Strategies for radiology departments in handling the COVID-19 pandemic

Muhammad Aminuddin Ashari 1, Isa Azzaki Zainal 1, Faizah Mohd Zaki 1
PMCID: PMC7360087  PMID: 32352915

Abstract

The world is facing an unprecedented global pandemic in the form of the coronavirus disease 2019 (COVID-19) which has ravaged all aspects of life, especially health systems. Radiology services, in particular, are under threat of being overwhelmed by the sheer number of patients affected, unless drastic efforts are taken to contain and mitigate the spread of the virus. Proactive measures, therefore, must be taken to ensure the continuation of diagnostic and interventional support to clinicians, while minimizing the risk of nosocomial transmission among staff and other patients. This article aims to highlight several strategies to improve preparedness, readiness and response towards this pandemic, specific to the radiology department.


The coronavirus disease 2019 (COVID-19) outbreak has been declared a global pandemic by the World Health Organization (WHO) (1), causing unprecedented strain on all aspects of life, especially healthcare systems. At the time of writing, there are already more than 1.7 million confirmed cases worldwide, with the United States of America accounting for one third of those cases. The worst-case scenario from a public health perspective is an overwhelming number of patients getting infected by the virus, leading to collapse of healthcare services.

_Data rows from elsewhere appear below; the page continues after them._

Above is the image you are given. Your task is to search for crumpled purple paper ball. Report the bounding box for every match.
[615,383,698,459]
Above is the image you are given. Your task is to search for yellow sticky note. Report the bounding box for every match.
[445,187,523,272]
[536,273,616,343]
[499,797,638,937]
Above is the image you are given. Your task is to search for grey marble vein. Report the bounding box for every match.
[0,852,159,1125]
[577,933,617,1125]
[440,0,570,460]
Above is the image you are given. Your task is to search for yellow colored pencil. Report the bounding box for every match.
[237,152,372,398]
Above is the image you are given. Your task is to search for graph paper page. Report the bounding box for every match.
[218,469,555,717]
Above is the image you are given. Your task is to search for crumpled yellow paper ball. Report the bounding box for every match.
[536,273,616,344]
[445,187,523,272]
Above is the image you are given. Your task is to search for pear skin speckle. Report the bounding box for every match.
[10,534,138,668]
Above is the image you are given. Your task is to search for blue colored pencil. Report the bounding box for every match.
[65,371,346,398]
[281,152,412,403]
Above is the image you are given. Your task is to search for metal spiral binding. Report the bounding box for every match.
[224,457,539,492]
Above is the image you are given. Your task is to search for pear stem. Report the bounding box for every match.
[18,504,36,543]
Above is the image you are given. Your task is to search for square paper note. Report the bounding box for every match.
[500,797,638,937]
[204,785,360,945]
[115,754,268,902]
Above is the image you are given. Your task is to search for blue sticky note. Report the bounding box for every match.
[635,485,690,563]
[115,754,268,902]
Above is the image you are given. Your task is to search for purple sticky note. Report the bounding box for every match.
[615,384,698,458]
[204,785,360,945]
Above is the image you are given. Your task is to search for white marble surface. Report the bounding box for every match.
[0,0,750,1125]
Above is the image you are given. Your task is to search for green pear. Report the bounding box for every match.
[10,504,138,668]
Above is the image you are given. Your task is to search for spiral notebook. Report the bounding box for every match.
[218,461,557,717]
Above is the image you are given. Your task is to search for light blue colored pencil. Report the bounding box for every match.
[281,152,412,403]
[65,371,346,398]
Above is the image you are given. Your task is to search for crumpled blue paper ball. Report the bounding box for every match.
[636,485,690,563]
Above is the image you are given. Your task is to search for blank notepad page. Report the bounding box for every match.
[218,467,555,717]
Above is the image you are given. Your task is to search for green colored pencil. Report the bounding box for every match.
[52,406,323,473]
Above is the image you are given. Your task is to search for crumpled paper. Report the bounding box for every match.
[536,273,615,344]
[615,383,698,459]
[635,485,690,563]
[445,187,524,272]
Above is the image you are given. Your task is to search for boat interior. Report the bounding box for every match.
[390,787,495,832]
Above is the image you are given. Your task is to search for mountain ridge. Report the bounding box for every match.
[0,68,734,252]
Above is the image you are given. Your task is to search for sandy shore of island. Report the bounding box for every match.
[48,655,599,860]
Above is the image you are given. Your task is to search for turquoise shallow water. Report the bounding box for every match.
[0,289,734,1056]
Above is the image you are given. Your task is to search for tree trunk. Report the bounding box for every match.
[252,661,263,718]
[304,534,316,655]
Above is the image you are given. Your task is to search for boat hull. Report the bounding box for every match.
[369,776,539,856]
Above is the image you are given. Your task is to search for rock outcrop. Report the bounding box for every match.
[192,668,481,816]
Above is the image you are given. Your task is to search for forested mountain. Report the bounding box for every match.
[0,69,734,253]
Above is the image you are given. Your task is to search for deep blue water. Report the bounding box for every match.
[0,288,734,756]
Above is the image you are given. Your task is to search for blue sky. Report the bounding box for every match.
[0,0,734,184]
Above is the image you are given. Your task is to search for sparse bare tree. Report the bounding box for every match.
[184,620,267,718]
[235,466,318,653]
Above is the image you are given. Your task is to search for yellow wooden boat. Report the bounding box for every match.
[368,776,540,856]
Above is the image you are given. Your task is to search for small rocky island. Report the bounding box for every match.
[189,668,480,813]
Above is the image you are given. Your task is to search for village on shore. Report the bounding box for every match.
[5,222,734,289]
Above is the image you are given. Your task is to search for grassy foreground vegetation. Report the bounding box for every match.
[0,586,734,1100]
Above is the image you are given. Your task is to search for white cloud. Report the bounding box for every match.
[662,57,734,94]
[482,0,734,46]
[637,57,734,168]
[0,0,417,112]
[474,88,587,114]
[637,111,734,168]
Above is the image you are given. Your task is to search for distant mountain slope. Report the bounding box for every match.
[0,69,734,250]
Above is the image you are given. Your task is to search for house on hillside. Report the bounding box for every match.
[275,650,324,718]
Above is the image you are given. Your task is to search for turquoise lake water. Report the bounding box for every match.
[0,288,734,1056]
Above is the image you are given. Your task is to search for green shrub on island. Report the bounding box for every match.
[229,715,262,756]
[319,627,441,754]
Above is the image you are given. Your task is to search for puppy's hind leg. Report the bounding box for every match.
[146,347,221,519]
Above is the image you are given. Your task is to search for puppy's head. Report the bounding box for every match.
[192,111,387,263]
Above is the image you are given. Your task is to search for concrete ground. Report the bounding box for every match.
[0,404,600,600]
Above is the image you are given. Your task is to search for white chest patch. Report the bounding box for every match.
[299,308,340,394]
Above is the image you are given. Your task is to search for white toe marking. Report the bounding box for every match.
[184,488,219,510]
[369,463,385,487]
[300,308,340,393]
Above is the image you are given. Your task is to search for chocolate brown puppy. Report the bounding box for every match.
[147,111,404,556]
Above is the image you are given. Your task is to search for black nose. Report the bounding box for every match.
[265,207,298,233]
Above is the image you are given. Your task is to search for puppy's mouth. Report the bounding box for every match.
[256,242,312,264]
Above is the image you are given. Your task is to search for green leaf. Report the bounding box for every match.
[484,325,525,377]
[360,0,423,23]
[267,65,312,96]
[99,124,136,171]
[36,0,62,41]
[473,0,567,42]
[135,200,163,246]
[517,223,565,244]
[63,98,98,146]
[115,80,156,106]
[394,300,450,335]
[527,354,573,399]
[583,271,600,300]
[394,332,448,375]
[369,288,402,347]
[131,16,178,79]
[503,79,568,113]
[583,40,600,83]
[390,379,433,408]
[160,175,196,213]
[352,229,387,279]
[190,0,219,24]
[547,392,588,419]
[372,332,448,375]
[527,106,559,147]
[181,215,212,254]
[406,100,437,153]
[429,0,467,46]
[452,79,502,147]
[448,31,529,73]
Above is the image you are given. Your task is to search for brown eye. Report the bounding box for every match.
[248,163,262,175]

Although policies and strategies in handling this crisis vary between countries and institutions, there should be synchronized objectives to: 1) slow and stop transmission, prevent outbreaks, and delay spread; 2) provide optimized care for all patients, especially the seriously ill; and 3) minimize the impact of the epidemic on health systems, social services, and economic activity (2).

The radiology department is an essential component of the healthcare system in providing diagnostic imaging and interventional expertise to other specialties. Due to the unpredictability of the situation, drastic changes must be taken to ensure that the department continues to function throughout the course of the outbreak, catering for both COVID-19 and other patients, while minimizing the risk of staff contracting the disease. This article highlights some of the strategies adopted by different radiology departments around the world to improve preparedness, readiness and response towards this pandemic (3).

Centralized task force

Many institutions and hospitals have formed centralized task forces at multiple operational levels to handle this crisis (4). At the radiology department level, roles of this task force include:

  • Setting up department policies, strategies and developing standard operating procedures (SOP) based on local, national, and international guidelines.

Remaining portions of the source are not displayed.